The Florida Straits’ waters shouldn’t be the scenario for war, and it’s very good for everyone that this be so. But for a long time, those waters will continue to separate two different conceptions of how human beings should live together, of the way people organise themselves to work and live in society, and of the distribution of the fruits of their labour. And it’s also very good that this be so. Our ideal for human society is rooted in our historical experience and in the collective soul of Cubans, brilliantly synthesised in José Martí’s thinking. He studied and understood US society better than anyone of his time, and said: “our life has no resemblance to it, nor should it at too many points.”

Capitalism’s essential belief, even among those who sincerely think so, is that material prosperity is constructed on the basis of private property and competition. Ours is that creativity is motivated by ideals of social equity and solidarity among people, including future generations. Our concept of society represents the future…even if the future takes some time in coming, conditioned objectively by the present.
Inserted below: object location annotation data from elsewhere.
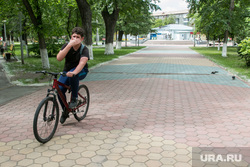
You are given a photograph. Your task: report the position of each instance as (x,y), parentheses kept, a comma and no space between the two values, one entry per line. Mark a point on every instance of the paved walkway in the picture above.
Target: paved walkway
(150,108)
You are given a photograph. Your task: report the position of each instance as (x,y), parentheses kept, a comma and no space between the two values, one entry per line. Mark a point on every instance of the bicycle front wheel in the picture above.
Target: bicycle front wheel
(83,103)
(46,120)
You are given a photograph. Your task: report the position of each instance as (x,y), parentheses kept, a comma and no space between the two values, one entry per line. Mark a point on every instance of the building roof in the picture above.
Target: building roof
(174,27)
(164,13)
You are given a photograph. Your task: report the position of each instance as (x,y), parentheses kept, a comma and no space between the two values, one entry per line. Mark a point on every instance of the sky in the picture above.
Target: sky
(172,5)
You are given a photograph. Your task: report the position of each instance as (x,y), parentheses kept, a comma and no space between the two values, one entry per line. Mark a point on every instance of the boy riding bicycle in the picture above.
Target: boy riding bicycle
(76,68)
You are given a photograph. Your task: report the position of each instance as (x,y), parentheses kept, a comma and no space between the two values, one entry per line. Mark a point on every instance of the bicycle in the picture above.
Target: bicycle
(47,113)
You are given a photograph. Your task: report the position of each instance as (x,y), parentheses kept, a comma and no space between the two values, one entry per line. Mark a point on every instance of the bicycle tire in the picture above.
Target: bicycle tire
(47,113)
(83,101)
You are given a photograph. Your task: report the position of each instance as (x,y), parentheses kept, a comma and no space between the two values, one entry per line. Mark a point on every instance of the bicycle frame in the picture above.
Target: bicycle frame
(55,86)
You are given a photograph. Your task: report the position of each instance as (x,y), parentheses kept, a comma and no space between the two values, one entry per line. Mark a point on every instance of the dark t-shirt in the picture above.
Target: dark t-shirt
(73,57)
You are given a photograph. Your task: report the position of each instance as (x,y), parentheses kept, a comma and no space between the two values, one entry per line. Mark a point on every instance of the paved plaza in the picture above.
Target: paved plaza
(155,107)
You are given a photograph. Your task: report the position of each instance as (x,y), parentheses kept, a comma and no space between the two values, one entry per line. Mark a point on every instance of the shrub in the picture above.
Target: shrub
(244,50)
(52,49)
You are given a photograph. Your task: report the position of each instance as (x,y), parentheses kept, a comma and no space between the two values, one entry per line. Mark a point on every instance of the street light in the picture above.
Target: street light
(5,37)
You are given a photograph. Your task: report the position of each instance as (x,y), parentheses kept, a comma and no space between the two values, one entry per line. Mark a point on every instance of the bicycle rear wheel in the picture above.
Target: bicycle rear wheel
(83,103)
(46,120)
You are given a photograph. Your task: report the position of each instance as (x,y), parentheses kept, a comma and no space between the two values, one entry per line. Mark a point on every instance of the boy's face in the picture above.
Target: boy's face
(76,36)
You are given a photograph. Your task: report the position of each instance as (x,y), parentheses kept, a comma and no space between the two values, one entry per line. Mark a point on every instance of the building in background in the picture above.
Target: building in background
(180,16)
(178,31)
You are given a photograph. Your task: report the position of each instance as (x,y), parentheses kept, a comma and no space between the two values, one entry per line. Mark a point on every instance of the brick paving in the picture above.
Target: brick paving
(150,108)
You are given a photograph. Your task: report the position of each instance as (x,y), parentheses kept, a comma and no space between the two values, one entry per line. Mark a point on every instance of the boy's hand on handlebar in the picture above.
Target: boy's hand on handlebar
(70,74)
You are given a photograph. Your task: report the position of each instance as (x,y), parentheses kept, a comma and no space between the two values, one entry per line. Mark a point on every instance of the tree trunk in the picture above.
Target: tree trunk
(68,23)
(37,21)
(86,16)
(224,50)
(119,45)
(126,40)
(110,23)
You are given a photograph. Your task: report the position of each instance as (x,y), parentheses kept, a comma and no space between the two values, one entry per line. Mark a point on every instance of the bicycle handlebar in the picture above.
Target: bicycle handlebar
(51,73)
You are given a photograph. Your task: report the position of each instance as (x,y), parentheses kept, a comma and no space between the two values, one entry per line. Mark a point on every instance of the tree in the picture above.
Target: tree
(136,21)
(218,16)
(86,16)
(110,12)
(36,18)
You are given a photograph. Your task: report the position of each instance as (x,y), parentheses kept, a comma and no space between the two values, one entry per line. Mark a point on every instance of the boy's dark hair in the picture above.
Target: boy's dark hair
(78,30)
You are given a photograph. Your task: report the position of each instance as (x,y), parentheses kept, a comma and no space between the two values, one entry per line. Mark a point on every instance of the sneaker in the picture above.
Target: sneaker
(73,103)
(64,116)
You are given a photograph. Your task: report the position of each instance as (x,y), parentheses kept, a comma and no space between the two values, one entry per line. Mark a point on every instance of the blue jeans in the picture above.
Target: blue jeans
(73,82)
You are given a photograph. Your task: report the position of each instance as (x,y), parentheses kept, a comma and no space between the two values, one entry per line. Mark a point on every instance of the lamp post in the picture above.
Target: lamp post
(4,25)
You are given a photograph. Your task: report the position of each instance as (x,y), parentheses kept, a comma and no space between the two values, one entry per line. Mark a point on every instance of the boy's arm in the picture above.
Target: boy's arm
(62,53)
(79,67)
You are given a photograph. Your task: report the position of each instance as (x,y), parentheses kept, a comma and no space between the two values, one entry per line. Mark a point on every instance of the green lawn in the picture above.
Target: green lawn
(232,63)
(25,72)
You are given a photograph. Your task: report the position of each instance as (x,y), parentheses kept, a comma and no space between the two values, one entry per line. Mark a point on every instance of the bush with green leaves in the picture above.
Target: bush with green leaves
(244,50)
(52,49)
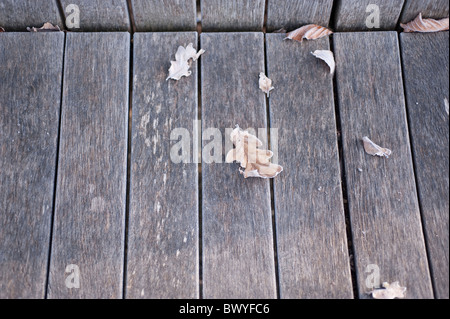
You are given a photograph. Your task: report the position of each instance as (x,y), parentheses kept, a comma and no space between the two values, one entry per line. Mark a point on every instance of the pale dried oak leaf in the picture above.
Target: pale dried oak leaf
(389,291)
(425,25)
(180,67)
(47,27)
(328,57)
(265,84)
(255,161)
(308,32)
(375,150)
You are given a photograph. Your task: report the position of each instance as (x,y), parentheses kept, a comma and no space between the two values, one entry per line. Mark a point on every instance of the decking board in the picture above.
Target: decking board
(313,259)
(382,198)
(237,240)
(292,14)
(89,222)
(232,15)
(165,15)
(163,252)
(30,97)
(100,15)
(426,68)
(17,15)
(351,15)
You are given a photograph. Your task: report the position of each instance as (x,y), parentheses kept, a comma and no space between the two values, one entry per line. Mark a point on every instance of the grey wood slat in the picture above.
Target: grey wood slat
(163,256)
(30,98)
(382,198)
(165,15)
(17,15)
(313,259)
(237,240)
(100,15)
(292,14)
(436,9)
(89,221)
(232,15)
(426,68)
(351,15)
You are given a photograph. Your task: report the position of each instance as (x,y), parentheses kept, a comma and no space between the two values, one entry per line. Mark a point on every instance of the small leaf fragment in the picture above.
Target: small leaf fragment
(425,25)
(255,161)
(308,32)
(328,57)
(265,84)
(375,150)
(47,27)
(180,67)
(389,291)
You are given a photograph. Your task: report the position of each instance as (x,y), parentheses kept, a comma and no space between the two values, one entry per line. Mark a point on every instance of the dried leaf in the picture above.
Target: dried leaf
(255,161)
(425,25)
(446,105)
(180,67)
(265,84)
(308,32)
(47,27)
(389,291)
(327,56)
(373,149)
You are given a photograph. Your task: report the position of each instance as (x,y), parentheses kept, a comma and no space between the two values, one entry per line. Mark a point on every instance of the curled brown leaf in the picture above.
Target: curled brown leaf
(255,161)
(47,27)
(308,32)
(420,24)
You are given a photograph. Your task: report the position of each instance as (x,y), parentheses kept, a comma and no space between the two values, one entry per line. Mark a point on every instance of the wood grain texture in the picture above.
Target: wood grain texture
(425,66)
(382,198)
(163,256)
(100,15)
(292,14)
(232,15)
(351,15)
(165,15)
(238,256)
(436,9)
(89,222)
(313,259)
(30,98)
(17,15)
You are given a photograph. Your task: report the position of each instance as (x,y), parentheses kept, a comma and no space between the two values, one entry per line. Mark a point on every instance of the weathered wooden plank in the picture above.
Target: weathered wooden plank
(30,97)
(425,66)
(313,259)
(166,15)
(382,198)
(238,257)
(89,217)
(98,15)
(163,256)
(352,15)
(17,15)
(232,15)
(436,9)
(291,14)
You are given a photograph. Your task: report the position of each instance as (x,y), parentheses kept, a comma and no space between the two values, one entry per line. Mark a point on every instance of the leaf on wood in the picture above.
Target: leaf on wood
(255,161)
(180,67)
(265,84)
(446,105)
(389,291)
(328,57)
(47,27)
(375,150)
(308,32)
(425,25)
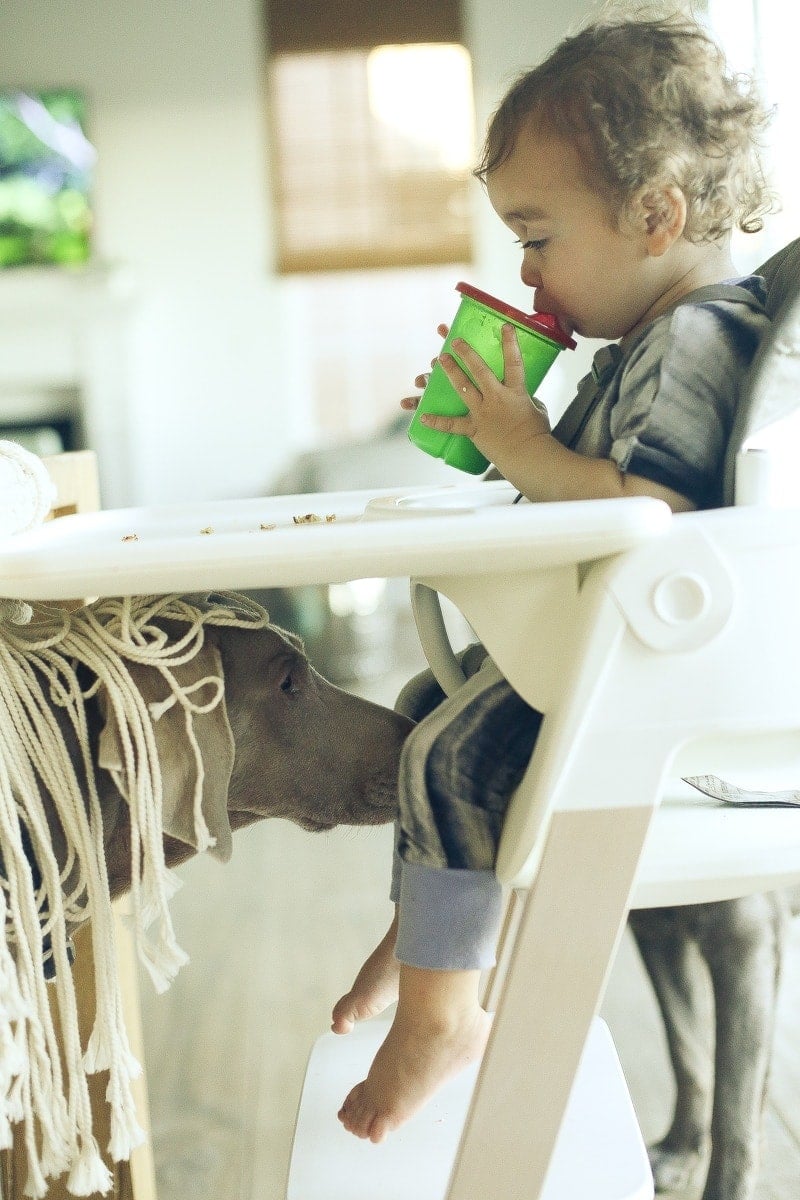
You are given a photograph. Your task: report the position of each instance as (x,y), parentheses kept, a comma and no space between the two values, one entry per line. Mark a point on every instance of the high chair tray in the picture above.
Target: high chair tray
(322,538)
(599,1153)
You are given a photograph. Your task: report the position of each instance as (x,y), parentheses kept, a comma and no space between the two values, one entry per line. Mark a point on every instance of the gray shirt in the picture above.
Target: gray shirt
(663,409)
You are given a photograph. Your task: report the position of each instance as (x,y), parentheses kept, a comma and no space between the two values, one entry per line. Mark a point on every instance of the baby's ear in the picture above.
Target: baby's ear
(661,213)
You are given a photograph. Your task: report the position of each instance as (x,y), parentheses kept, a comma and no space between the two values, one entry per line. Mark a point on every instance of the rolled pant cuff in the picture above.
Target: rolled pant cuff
(449,919)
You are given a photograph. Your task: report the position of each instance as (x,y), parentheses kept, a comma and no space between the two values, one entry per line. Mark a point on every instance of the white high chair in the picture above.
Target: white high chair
(678,657)
(655,645)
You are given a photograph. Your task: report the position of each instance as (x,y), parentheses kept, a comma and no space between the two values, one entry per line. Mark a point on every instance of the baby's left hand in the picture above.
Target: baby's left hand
(501,415)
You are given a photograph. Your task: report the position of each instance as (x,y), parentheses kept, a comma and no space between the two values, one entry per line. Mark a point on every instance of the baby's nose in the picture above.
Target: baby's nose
(529,275)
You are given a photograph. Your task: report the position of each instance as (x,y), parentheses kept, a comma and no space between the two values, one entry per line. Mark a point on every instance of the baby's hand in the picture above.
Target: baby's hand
(501,417)
(421,381)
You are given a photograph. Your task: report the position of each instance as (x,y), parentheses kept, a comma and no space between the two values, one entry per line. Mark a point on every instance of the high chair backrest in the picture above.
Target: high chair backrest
(773,388)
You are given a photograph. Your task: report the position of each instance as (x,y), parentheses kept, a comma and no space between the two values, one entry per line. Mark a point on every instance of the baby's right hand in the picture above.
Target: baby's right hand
(421,381)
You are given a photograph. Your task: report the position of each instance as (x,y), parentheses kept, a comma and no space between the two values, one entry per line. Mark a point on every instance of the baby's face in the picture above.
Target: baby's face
(597,277)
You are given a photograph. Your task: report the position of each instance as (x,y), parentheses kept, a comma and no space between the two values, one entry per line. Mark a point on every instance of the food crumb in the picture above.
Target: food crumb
(314,519)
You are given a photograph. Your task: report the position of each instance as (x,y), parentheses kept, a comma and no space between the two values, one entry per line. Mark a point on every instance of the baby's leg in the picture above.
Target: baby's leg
(376,985)
(439,1029)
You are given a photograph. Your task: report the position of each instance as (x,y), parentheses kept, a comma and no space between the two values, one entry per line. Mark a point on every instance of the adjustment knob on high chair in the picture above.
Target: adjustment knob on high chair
(681,598)
(675,595)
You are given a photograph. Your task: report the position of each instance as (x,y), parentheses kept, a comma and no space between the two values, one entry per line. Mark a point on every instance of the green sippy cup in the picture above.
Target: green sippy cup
(479,321)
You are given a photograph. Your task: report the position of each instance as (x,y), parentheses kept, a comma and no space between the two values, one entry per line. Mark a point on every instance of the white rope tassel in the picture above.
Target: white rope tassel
(44,751)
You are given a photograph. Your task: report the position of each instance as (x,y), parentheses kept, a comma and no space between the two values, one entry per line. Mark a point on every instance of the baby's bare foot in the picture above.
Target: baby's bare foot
(414,1061)
(374,989)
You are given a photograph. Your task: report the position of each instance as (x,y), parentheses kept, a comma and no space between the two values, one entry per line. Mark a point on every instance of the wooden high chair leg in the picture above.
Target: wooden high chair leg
(554,982)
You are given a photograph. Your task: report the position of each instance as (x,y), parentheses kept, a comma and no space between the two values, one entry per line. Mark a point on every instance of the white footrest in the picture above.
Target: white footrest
(599,1156)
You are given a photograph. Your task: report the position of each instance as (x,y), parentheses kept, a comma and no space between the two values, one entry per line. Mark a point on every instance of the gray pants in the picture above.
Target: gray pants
(458,769)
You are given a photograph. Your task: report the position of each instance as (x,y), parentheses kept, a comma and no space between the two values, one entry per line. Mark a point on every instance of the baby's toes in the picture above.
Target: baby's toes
(343,1015)
(356,1114)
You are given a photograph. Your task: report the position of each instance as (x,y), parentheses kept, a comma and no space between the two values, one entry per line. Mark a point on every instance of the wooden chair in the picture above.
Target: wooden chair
(74,475)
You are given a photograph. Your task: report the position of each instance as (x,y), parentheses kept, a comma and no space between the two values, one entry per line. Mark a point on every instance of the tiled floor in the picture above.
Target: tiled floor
(275,937)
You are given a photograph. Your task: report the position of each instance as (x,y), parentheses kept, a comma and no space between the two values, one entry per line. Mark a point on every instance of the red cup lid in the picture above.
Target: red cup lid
(540,322)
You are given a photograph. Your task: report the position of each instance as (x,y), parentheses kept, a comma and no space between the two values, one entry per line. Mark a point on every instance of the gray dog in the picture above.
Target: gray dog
(721,1073)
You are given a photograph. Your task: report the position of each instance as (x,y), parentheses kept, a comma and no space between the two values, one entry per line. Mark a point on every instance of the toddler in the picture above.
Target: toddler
(620,165)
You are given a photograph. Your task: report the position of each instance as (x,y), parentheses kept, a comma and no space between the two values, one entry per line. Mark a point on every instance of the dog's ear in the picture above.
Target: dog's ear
(176,756)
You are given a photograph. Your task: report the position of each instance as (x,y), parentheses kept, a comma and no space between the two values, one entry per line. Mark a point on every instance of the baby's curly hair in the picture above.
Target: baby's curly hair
(653,103)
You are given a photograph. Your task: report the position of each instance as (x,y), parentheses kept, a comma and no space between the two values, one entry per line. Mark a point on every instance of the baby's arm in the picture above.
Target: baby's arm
(513,432)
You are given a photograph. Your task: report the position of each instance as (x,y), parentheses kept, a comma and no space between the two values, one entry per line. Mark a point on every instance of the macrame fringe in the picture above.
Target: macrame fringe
(38,676)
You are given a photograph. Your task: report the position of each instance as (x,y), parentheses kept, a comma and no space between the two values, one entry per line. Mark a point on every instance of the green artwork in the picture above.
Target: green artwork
(46,165)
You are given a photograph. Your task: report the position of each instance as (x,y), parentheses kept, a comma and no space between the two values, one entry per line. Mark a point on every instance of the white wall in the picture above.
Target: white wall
(217,371)
(181,196)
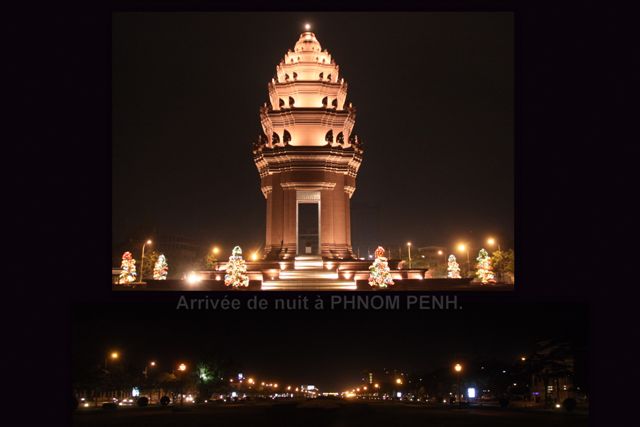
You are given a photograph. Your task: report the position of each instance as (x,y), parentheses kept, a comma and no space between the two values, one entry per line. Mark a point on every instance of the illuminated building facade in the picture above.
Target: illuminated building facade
(308,156)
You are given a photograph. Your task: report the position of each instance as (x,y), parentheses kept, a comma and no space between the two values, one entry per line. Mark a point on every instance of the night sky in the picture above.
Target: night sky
(328,349)
(434,97)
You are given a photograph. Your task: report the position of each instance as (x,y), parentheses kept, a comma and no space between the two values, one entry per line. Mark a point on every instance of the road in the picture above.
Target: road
(324,413)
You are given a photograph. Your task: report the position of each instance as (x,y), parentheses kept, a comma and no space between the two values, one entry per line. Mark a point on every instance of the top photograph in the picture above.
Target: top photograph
(313,152)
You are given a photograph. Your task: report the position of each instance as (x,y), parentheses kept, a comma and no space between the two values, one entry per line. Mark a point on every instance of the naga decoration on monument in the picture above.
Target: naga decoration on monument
(308,156)
(379,272)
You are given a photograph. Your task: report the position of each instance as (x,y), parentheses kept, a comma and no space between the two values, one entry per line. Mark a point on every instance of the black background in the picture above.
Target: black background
(569,63)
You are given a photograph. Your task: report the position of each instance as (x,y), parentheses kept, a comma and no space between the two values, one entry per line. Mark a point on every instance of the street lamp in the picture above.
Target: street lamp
(491,242)
(148,242)
(151,364)
(182,367)
(465,248)
(114,355)
(458,368)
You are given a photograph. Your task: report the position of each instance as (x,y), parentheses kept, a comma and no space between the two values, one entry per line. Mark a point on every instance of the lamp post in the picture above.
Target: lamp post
(491,242)
(150,364)
(458,368)
(114,355)
(148,242)
(465,248)
(182,368)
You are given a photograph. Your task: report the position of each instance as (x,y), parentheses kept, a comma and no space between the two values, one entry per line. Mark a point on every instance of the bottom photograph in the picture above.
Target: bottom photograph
(478,365)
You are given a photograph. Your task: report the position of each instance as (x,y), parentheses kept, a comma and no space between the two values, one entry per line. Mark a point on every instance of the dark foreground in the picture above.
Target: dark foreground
(324,413)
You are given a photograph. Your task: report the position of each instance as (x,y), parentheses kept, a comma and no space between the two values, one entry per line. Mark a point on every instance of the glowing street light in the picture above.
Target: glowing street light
(462,248)
(193,278)
(114,355)
(151,364)
(148,242)
(491,242)
(458,368)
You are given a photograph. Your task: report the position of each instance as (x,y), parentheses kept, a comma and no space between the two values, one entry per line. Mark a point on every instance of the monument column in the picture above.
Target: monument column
(307,145)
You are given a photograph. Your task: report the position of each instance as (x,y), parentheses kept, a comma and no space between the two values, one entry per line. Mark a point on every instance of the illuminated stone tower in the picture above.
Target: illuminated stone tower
(307,156)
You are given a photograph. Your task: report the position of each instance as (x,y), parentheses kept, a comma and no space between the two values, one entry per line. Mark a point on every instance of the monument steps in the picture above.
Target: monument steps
(309,285)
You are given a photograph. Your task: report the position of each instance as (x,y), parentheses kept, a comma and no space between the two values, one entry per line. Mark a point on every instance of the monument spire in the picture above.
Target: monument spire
(308,157)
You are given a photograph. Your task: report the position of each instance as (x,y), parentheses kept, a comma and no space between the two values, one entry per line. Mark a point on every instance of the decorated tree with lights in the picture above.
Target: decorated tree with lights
(160,268)
(128,267)
(379,273)
(236,275)
(484,271)
(453,269)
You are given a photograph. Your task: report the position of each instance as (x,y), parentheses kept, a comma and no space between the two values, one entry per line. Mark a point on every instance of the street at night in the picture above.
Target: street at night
(327,413)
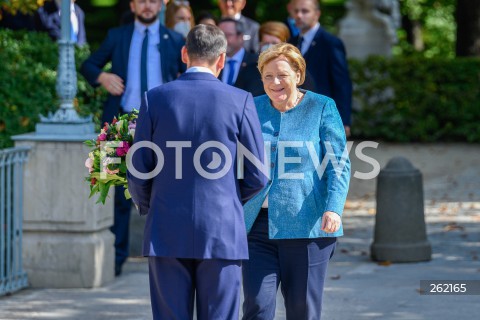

It still represents the future for which we have to struggle.

Private property and competition represent the past, and although this past still necessarily exists within the present, it continues to be the past.

You always have to see the concepts behind the words spoken, and the reasons why other words are left unspoken.

The battle for our ideal of how human beings should live together will be in the hands of today’s generations of young Cubans, who in their time will confront challenges different from the ones faced by 20th-century revolutionaries, but all the same great, transcendental and also more complex.

Analysing these challenges’ complexities, I have to confess I’d like to enlist once again in the Union of Communist Youth, whose membership card (No. 7784 of 1963) sits on the desk in front of me. I’m still a communist, but I’ve had to accept that I’m no longer “young.” Yet what I can do is share with young people an analysis of what is being said today and what has been left unsaid, and together with them construct the intellectual tools we need for the battles ahead.

José Martí wrote in April, 1895: “The biggest war unleashed against us will be in the realm of ideas: so we will win it with ideas.”